Although AI can’t spit out a cure for COVID-19, it is helping researchers develop resourceful and cost-effective strategies for making counter-COVID-19 medicine. Synthia, an AI-backed drug synthesis program, is being applied by University of Michigan chemist Timothy Cernak and colleagues to create new recipes for COVID-19 drugs and prevent supply shortages. Just this month, Cernak’s lab identified novel solutions for making 11 out of 12 compounds now being tested as COVID-19 therapies, in one case with cheaper starting materials than those currently in use. As new drugs are proven effective against COVID-19, ensuring that they can be manufactured in abundance will be high-priority.
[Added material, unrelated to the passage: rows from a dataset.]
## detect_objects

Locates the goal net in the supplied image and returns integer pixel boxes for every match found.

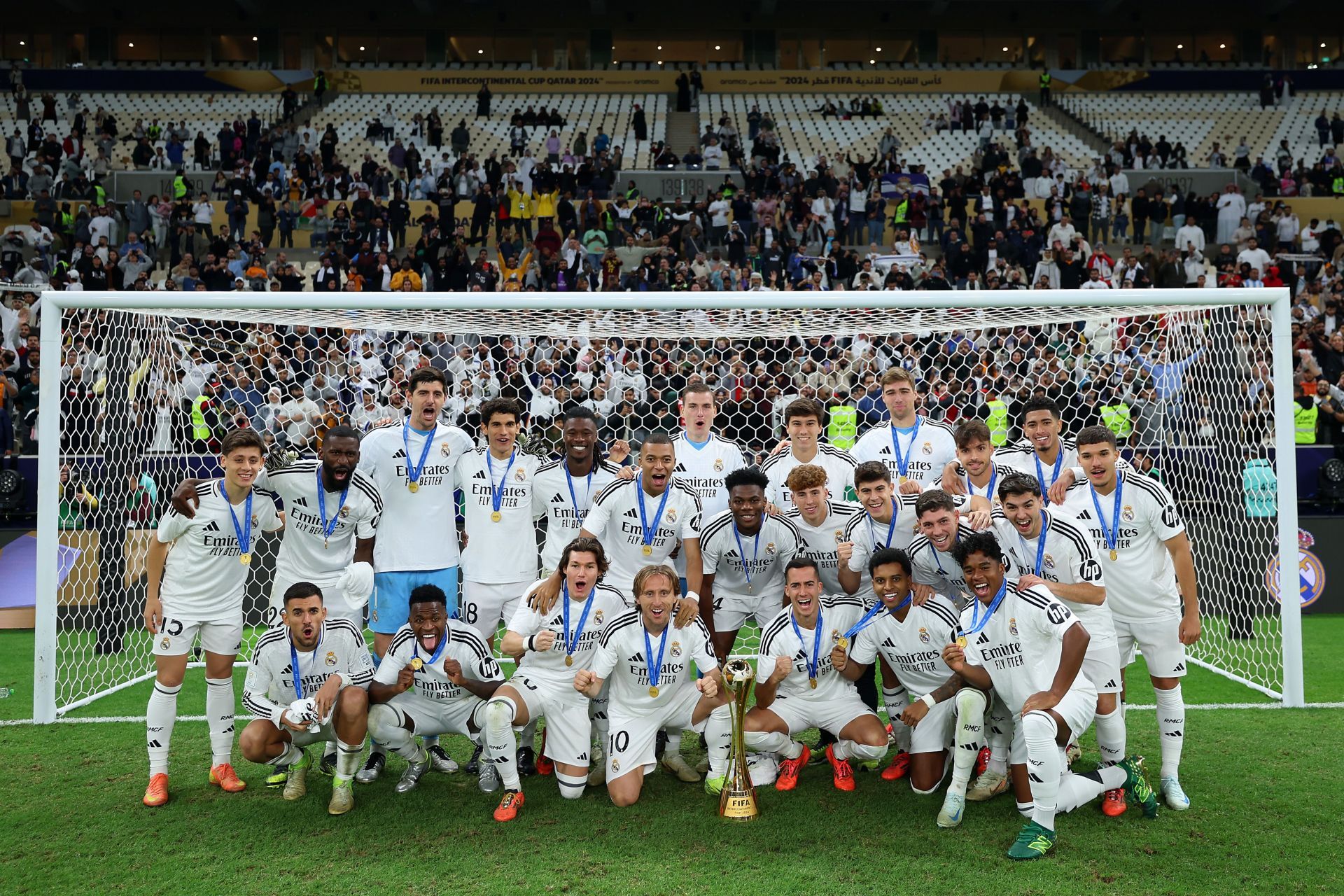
[21,290,1300,719]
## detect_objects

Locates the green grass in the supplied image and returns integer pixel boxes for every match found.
[0,617,1344,896]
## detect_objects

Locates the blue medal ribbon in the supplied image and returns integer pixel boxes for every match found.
[317,462,349,548]
[485,449,519,513]
[789,605,822,681]
[219,479,253,563]
[564,582,594,657]
[642,623,672,688]
[891,414,920,479]
[402,422,437,484]
[289,624,327,700]
[1087,470,1125,559]
[634,473,672,548]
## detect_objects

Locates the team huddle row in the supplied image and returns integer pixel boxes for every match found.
[144,368,1199,858]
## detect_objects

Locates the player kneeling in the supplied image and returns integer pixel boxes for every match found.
[942,532,1157,858]
[485,538,626,821]
[706,557,887,792]
[574,566,727,806]
[238,582,374,816]
[368,584,504,794]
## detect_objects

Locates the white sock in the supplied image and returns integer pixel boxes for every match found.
[704,704,732,778]
[882,685,910,752]
[485,697,523,790]
[145,681,181,775]
[1097,706,1125,766]
[1153,685,1185,778]
[948,688,986,795]
[742,731,802,759]
[206,676,234,766]
[555,769,587,799]
[333,738,364,780]
[1021,710,1065,830]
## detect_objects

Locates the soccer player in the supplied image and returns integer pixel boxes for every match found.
[456,398,545,645]
[761,398,858,512]
[1065,426,1200,810]
[993,473,1125,816]
[368,584,504,794]
[850,367,957,486]
[485,536,629,821]
[532,406,621,576]
[144,430,285,806]
[355,367,476,785]
[706,557,887,792]
[238,585,374,816]
[700,468,804,662]
[574,566,729,806]
[932,532,1157,860]
[849,548,985,827]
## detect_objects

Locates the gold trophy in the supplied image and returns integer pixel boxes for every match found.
[719,659,761,821]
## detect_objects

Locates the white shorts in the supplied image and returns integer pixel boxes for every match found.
[153,617,244,657]
[1009,682,1097,766]
[714,592,783,631]
[1079,643,1121,693]
[1116,617,1185,678]
[505,672,593,766]
[766,688,878,738]
[610,688,708,782]
[371,690,486,740]
[457,579,526,645]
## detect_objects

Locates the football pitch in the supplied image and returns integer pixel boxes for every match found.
[0,617,1344,896]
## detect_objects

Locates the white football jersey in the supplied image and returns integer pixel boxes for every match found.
[456,447,546,584]
[1065,469,1185,622]
[961,582,1090,715]
[359,423,475,578]
[244,620,374,725]
[785,501,863,594]
[700,510,804,598]
[849,594,961,700]
[757,594,863,701]
[593,610,719,716]
[374,620,504,703]
[761,442,858,510]
[993,505,1116,649]
[158,479,284,622]
[257,458,383,588]
[532,458,621,570]
[583,475,700,595]
[850,414,957,488]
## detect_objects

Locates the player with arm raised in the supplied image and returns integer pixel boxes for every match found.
[238,582,374,816]
[144,430,284,806]
[1065,426,1200,810]
[761,398,858,510]
[850,367,957,491]
[355,367,476,785]
[993,473,1125,816]
[368,584,504,794]
[485,536,629,821]
[574,566,729,806]
[700,468,804,662]
[934,532,1157,860]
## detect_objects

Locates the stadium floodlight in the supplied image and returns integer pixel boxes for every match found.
[34,288,1303,722]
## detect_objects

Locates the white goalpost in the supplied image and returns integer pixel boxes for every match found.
[34,289,1303,722]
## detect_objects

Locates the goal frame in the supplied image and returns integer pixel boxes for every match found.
[32,288,1303,724]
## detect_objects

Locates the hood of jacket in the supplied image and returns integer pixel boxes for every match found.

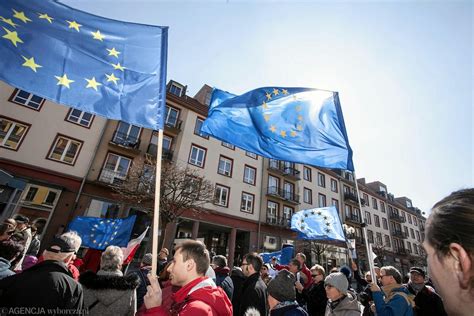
[173,277,232,316]
[79,271,140,306]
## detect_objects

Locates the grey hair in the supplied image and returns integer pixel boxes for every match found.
[61,231,82,252]
[100,246,123,271]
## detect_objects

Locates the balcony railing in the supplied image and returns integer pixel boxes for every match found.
[267,214,291,228]
[99,168,127,185]
[112,131,140,149]
[344,192,366,206]
[268,159,301,180]
[390,213,405,223]
[146,144,174,161]
[267,187,300,204]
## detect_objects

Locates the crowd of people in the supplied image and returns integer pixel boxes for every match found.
[0,189,474,316]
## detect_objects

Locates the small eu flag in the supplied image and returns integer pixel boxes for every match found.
[201,87,354,171]
[0,0,168,129]
[291,206,346,242]
[67,215,137,250]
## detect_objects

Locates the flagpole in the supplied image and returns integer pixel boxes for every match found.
[353,171,377,282]
[151,129,163,275]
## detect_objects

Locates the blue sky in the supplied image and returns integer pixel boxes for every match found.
[62,0,474,215]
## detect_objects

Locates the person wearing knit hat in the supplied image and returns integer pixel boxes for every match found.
[324,272,362,316]
[267,270,308,316]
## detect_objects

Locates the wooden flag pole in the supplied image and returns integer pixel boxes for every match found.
[353,171,377,282]
[151,129,163,275]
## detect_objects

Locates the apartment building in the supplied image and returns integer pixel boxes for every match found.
[0,81,424,269]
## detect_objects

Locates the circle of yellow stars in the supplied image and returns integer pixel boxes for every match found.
[0,9,126,91]
[261,88,303,138]
[299,210,331,234]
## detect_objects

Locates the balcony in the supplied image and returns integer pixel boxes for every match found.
[268,159,301,180]
[146,144,174,161]
[344,192,366,206]
[110,131,140,150]
[267,214,291,228]
[98,168,127,185]
[390,213,405,223]
[267,187,300,204]
[392,230,408,239]
[345,214,362,225]
[165,120,183,134]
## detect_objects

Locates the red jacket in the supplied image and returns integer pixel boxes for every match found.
[143,277,232,316]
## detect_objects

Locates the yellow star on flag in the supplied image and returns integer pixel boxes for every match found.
[91,30,105,42]
[107,47,120,58]
[66,20,82,32]
[105,73,119,84]
[21,56,43,72]
[2,28,23,47]
[13,9,31,23]
[38,13,54,23]
[0,16,18,27]
[112,63,125,71]
[85,77,102,91]
[55,74,74,88]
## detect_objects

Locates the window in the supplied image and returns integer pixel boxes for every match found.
[245,151,258,159]
[99,153,132,184]
[112,121,141,149]
[244,165,257,185]
[318,172,326,188]
[194,117,209,139]
[318,193,326,207]
[374,214,380,227]
[66,109,94,127]
[48,135,82,165]
[303,166,312,182]
[10,89,45,111]
[214,184,230,207]
[375,233,382,245]
[165,106,179,127]
[188,144,206,168]
[267,201,279,224]
[222,142,235,150]
[240,192,255,213]
[372,198,379,210]
[85,199,120,218]
[0,117,30,150]
[170,83,183,97]
[303,188,313,204]
[331,179,339,193]
[364,211,372,225]
[362,193,370,206]
[217,156,234,177]
[367,229,374,244]
[382,217,388,229]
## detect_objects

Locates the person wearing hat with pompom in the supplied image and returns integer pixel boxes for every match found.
[267,270,308,316]
[324,272,362,316]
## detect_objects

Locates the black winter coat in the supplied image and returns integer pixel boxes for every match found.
[0,260,84,314]
[234,273,268,316]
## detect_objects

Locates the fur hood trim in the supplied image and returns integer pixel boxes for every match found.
[79,271,140,291]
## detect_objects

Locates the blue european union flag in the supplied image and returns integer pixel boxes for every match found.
[67,215,137,250]
[0,0,168,129]
[291,206,346,242]
[201,87,354,171]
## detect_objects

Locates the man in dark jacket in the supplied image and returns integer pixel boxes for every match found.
[211,255,234,300]
[407,267,447,316]
[0,233,83,314]
[235,253,268,316]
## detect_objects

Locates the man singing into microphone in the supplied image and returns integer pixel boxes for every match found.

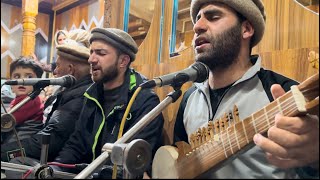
[1,30,92,167]
[55,28,164,178]
[174,0,319,179]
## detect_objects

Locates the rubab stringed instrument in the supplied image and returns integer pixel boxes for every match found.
[152,73,319,179]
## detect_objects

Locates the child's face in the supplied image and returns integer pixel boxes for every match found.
[11,67,37,96]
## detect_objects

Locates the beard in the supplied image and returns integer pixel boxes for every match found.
[101,59,119,83]
[196,22,241,71]
[93,59,119,83]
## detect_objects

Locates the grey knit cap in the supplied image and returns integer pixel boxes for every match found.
[190,0,266,47]
[89,28,138,62]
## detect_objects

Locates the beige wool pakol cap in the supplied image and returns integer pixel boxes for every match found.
[89,28,138,62]
[190,0,266,47]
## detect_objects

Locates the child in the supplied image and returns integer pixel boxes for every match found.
[1,57,44,143]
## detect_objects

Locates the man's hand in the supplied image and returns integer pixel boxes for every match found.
[253,85,319,169]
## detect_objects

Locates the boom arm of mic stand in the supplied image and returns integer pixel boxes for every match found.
[74,89,182,179]
[1,86,43,132]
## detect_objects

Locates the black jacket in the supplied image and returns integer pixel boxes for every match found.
[55,69,164,176]
[1,75,92,161]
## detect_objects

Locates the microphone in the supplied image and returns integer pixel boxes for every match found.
[5,75,76,87]
[140,62,209,88]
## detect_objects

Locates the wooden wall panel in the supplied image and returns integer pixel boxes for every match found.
[132,0,162,65]
[54,0,104,33]
[1,3,50,78]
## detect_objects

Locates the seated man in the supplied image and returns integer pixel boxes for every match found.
[1,30,92,161]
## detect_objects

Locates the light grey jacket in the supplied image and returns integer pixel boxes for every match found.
[174,56,298,179]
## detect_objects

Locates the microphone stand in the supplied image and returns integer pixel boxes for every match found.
[1,84,44,132]
[74,86,182,179]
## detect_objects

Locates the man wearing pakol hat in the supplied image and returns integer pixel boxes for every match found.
[1,30,93,170]
[174,0,319,179]
[55,28,164,178]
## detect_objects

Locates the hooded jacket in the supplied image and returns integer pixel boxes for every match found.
[55,69,164,176]
[1,75,93,161]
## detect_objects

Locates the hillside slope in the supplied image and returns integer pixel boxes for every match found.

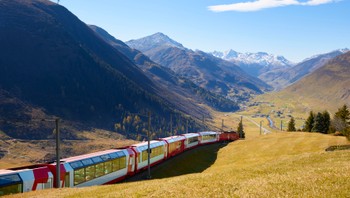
[259,49,348,90]
[256,52,350,115]
[90,25,238,112]
[13,131,350,197]
[126,33,270,100]
[0,0,197,138]
[210,49,293,77]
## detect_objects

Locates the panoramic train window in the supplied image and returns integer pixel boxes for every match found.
[64,172,70,187]
[105,161,113,174]
[120,157,126,169]
[85,165,96,181]
[74,168,85,186]
[202,134,216,141]
[95,163,105,177]
[0,174,22,196]
[188,136,198,144]
[112,158,120,171]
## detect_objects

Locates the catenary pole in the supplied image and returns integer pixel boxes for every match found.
[147,112,151,179]
[55,118,61,188]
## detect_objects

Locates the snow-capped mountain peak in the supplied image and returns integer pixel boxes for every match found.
[126,32,184,51]
[211,49,294,67]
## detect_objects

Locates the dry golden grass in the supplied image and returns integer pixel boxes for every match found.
[6,115,350,198]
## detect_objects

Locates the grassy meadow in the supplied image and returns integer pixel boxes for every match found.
[6,114,350,198]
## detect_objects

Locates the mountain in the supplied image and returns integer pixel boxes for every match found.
[126,33,270,101]
[259,49,348,90]
[90,25,238,111]
[210,49,293,77]
[127,32,185,52]
[0,0,200,138]
[279,52,350,111]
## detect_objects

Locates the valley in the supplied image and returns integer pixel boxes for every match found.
[0,0,350,197]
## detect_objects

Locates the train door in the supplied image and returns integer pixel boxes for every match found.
[64,172,70,188]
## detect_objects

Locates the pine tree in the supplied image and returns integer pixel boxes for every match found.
[332,105,350,140]
[321,111,331,133]
[287,117,297,131]
[311,112,324,132]
[334,105,350,125]
[303,111,315,132]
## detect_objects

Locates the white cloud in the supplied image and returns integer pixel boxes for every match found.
[208,0,338,12]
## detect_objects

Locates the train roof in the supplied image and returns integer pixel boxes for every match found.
[199,131,218,135]
[160,135,186,143]
[61,149,125,162]
[131,140,166,152]
[182,133,199,138]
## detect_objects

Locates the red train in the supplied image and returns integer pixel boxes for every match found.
[0,131,239,196]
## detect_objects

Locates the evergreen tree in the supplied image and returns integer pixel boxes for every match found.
[321,111,331,133]
[303,111,315,132]
[287,117,297,131]
[311,112,324,132]
[332,105,350,140]
[334,105,350,125]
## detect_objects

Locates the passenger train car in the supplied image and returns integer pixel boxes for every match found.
[0,131,239,196]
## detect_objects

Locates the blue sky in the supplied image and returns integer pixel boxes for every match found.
[53,0,350,62]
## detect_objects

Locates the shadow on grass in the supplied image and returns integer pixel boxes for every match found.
[125,143,227,182]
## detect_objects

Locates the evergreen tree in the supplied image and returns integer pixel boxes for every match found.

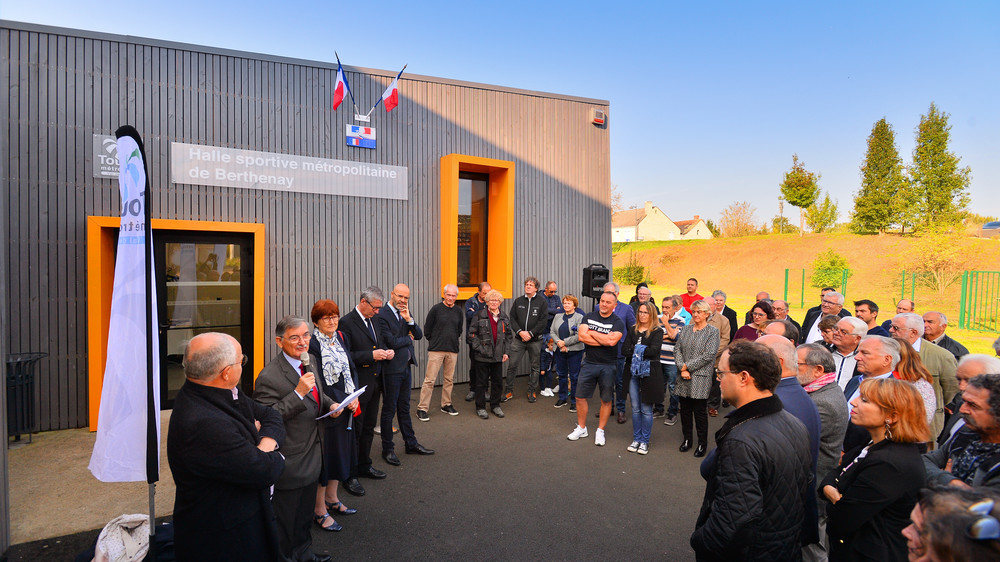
[910,102,972,228]
[806,189,840,232]
[781,154,820,236]
[851,117,908,234]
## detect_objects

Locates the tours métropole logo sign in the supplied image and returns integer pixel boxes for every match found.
[93,135,118,179]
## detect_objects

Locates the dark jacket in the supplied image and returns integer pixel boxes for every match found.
[820,440,926,562]
[376,303,424,374]
[510,293,549,341]
[622,327,665,404]
[469,308,514,363]
[691,396,814,562]
[167,381,285,560]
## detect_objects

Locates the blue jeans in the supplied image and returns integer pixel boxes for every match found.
[555,349,583,401]
[615,357,625,412]
[628,377,653,445]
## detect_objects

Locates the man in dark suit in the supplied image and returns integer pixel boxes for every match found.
[340,285,395,496]
[712,289,740,341]
[167,332,285,561]
[254,316,341,562]
[378,283,434,466]
[799,291,851,343]
[924,310,969,361]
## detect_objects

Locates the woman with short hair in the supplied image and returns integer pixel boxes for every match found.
[821,378,930,561]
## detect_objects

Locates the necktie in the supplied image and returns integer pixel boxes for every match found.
[299,363,319,404]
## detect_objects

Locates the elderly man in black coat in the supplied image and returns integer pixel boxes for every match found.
[167,332,285,561]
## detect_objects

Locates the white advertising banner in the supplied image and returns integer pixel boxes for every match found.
[170,142,408,199]
[89,136,160,482]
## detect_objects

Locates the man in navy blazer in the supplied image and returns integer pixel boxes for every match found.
[378,283,434,466]
[340,285,394,496]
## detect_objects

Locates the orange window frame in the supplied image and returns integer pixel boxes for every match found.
[440,154,514,300]
[87,216,266,431]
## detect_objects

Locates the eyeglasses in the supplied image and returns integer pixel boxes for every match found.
[281,332,312,344]
[965,500,1000,541]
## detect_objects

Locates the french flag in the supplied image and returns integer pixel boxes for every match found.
[333,59,351,111]
[382,66,406,111]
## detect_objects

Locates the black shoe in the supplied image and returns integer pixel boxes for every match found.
[358,466,385,480]
[382,451,403,466]
[344,478,365,496]
[406,443,434,455]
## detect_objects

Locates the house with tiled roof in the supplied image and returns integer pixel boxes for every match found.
[611,201,712,242]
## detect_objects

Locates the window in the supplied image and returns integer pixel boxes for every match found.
[440,154,514,299]
[456,172,490,287]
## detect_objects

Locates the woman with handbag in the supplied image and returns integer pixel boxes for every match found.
[622,301,664,455]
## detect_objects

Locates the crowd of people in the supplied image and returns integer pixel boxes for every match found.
[167,276,1000,561]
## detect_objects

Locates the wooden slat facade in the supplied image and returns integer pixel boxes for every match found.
[0,21,611,426]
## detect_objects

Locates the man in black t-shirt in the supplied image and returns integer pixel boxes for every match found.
[566,291,625,446]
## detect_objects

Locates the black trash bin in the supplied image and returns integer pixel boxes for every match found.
[7,352,49,443]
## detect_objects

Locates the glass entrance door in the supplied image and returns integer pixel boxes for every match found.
[153,231,255,404]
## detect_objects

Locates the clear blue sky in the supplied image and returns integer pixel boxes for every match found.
[0,0,1000,222]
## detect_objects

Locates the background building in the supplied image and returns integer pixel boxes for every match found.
[0,21,611,430]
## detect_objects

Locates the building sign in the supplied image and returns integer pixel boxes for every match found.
[170,142,408,199]
[93,135,118,180]
[347,125,375,148]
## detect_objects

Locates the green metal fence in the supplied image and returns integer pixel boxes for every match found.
[958,271,1000,332]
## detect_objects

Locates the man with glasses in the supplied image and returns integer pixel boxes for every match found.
[691,340,816,560]
[254,316,341,561]
[924,373,1000,490]
[340,285,396,496]
[830,318,868,390]
[800,291,851,343]
[889,312,958,436]
[167,332,285,561]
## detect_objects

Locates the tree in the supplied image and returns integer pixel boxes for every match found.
[806,189,840,232]
[812,249,851,289]
[910,102,972,228]
[781,154,820,236]
[719,201,757,238]
[611,183,625,213]
[771,215,799,234]
[851,117,908,234]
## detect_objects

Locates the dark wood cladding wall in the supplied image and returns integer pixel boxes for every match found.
[0,22,611,429]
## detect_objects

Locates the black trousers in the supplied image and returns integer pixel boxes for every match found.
[476,361,503,410]
[354,376,382,470]
[679,396,708,447]
[271,483,316,562]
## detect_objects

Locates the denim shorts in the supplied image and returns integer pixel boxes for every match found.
[576,363,616,402]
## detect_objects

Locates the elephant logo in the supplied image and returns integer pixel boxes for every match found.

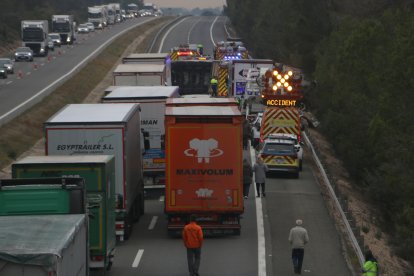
[196,188,214,197]
[184,138,223,163]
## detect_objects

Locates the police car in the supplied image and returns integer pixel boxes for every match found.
[259,136,300,178]
[267,133,303,170]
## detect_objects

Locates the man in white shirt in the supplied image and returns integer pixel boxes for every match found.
[289,219,309,274]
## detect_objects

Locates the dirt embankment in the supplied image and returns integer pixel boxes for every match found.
[308,129,414,276]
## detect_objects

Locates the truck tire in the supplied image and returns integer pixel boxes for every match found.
[124,217,132,241]
[69,190,85,214]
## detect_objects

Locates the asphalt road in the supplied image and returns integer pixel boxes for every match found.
[93,17,352,276]
[0,17,154,125]
[0,17,352,276]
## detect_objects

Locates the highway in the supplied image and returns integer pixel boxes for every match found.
[94,17,352,276]
[0,17,353,276]
[0,17,154,125]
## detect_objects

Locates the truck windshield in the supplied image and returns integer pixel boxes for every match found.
[52,22,70,32]
[23,28,44,42]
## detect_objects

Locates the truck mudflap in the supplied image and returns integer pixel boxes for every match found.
[89,250,115,270]
[167,214,241,235]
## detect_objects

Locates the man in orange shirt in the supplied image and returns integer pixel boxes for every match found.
[183,215,203,276]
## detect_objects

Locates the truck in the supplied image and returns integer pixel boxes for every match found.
[112,63,171,86]
[228,59,273,99]
[260,64,304,142]
[171,60,214,95]
[127,3,138,17]
[88,6,108,29]
[164,106,244,236]
[166,95,239,107]
[12,155,116,270]
[0,214,89,276]
[102,86,180,188]
[0,178,89,276]
[44,103,144,241]
[122,53,171,85]
[52,15,76,44]
[21,20,49,56]
[108,3,124,23]
[106,4,116,25]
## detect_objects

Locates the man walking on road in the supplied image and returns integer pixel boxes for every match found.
[289,219,309,274]
[182,215,203,276]
[253,156,269,197]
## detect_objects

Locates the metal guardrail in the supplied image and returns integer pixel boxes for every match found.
[303,132,364,267]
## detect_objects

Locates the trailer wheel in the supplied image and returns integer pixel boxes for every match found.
[69,190,85,214]
[106,261,112,271]
[124,214,132,240]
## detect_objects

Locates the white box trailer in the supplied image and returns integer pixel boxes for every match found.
[122,53,171,85]
[0,214,89,276]
[44,103,144,241]
[112,63,171,86]
[229,59,273,99]
[102,86,180,186]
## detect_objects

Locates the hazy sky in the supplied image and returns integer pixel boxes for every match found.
[150,0,226,9]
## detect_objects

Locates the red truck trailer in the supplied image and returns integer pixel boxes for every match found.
[165,106,244,235]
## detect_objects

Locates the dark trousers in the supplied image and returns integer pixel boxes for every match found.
[292,248,305,274]
[243,183,250,196]
[187,248,201,276]
[256,182,265,196]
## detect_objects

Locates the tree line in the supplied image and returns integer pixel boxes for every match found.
[225,0,414,263]
[0,0,143,47]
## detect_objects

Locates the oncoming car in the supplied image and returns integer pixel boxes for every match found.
[85,22,95,32]
[14,47,33,61]
[259,135,300,178]
[49,33,62,47]
[0,58,14,74]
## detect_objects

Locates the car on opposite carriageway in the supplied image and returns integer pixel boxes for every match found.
[14,47,33,61]
[48,33,62,47]
[0,58,14,74]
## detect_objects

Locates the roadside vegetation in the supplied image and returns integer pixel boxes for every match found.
[0,17,172,168]
[225,0,414,270]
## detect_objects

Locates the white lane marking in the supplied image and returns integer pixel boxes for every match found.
[132,249,144,268]
[148,216,158,230]
[224,17,230,37]
[187,17,201,44]
[158,17,189,53]
[210,16,218,47]
[250,147,266,276]
[0,18,155,124]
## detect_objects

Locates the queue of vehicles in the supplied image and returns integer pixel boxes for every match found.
[0,21,303,275]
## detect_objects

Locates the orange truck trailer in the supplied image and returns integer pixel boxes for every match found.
[165,105,244,235]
I will gladly wait for the day that the skies part and the AI-gods descend from the heavens with cures for our mortal problems. But until then, the role of AI in fighting COVID-19 is at least a big step toward accelerating the AI health care revolution.
According to a 2019 study, the global AI health care market is expected to grow at a compound annual growth rate of 41.7 percent, from $1.3 billion in 2018 to $13 billion in 2025. Hospital workflow, wearables, medical imaging and diagnosis, therapy planning, virtual assistants, and drug discovery all promise to be transformed with the introduction of AI. COVID-19 will only expedite those trends.
It’s easy to turn to AI with our questions, but important to remember that it may not always have the answers. Perhaps by that $13 billion valuation in 2025, we will be able to kick back and watch AI tackle the next pandemic for us.